AUGUSTA, Maine (NEWS CENTER) – Secretary of State Matthew Dunlap told NEWS CENTER he vows to keep the voter information of hundreds of thousands of information private even though he is at odds with the federal commission requesting the data.

Dunlap admitted the situation is even more complicated given that he is actually a part of that commission charged with investigating alleged voter fraud nationwide.

Since denying the commission’s request Monday, Dunlap said his office has been flooded with phone calls.

“We are a little bit unused to this time of reaction from the public over something like this,” he said.

Dunlap has also received dozens of interview requests from national news outlets, including an MSNBC appearance Wednesday morning.

"It's unusual to be in this position,” he said. "I have said right along that this commission probably isn't going to find very much."

The Secretary has been outspoken on the issue of alleged voter fraud since the election season, and insists that it does not exist here in Maine and is rare nationwide.

Regardless, the commission has requested the data – including names, addresses, social security numbers and voter history – from every state.

Dunlap said he denied the request not for political, but legal reasons. The decision made alongside Attorney General Janet Mills, was made on the basis that Maine law does not allow voter information to be publicly shared.

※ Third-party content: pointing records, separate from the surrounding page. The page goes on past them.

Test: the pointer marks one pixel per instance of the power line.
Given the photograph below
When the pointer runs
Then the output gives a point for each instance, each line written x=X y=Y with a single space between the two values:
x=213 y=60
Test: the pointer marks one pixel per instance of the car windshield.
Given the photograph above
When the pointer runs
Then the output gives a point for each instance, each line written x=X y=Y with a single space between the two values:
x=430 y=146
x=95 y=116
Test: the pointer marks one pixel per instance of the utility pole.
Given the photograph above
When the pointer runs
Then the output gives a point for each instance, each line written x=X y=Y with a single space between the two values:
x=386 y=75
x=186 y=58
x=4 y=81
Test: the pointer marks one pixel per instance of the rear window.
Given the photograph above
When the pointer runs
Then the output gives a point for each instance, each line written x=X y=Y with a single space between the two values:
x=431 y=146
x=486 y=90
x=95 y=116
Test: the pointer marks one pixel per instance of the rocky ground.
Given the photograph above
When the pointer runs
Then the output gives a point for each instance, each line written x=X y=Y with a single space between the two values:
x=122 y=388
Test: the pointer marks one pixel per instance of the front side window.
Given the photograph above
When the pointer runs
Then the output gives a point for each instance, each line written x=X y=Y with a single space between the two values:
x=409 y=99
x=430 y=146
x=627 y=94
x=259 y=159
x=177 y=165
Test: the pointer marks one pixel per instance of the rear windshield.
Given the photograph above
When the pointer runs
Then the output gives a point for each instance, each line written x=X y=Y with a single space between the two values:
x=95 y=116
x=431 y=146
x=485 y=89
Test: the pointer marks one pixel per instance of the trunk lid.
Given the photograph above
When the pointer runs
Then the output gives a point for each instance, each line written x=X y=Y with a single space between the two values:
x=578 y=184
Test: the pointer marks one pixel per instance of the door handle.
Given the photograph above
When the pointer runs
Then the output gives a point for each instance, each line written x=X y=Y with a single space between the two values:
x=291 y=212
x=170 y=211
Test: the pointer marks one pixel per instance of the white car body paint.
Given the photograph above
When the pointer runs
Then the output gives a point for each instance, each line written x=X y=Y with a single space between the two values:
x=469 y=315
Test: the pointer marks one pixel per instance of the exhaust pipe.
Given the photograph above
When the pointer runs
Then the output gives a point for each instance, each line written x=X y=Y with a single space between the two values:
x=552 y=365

"I'm open about what party I stand with and who I voted for as a person but I can understand why people would want to keep that private,” voter Tristan Strack-Grose said.

“If it helps people sleep at night then I guess so,” William O’Garra said.

"Our thoughts have always been to protect voter confidentiality and how a person votes is their own private business,” Linda Stearns said.

As for Dunlap, he is adamant that he and his office will do all they can to protect the information Maine voters.

"Mainers tend to be private. They are very patriotic. We have one of the highest voter participation rates in the country—very civically engaged, but I think they draw a bright line about that information being used for anything other than checking into a poll on election day,” Dunlap said.

Maine is not the only state to write a letter saying it will not give the information to the commission.

At least 44 other states have denied the commission’s request.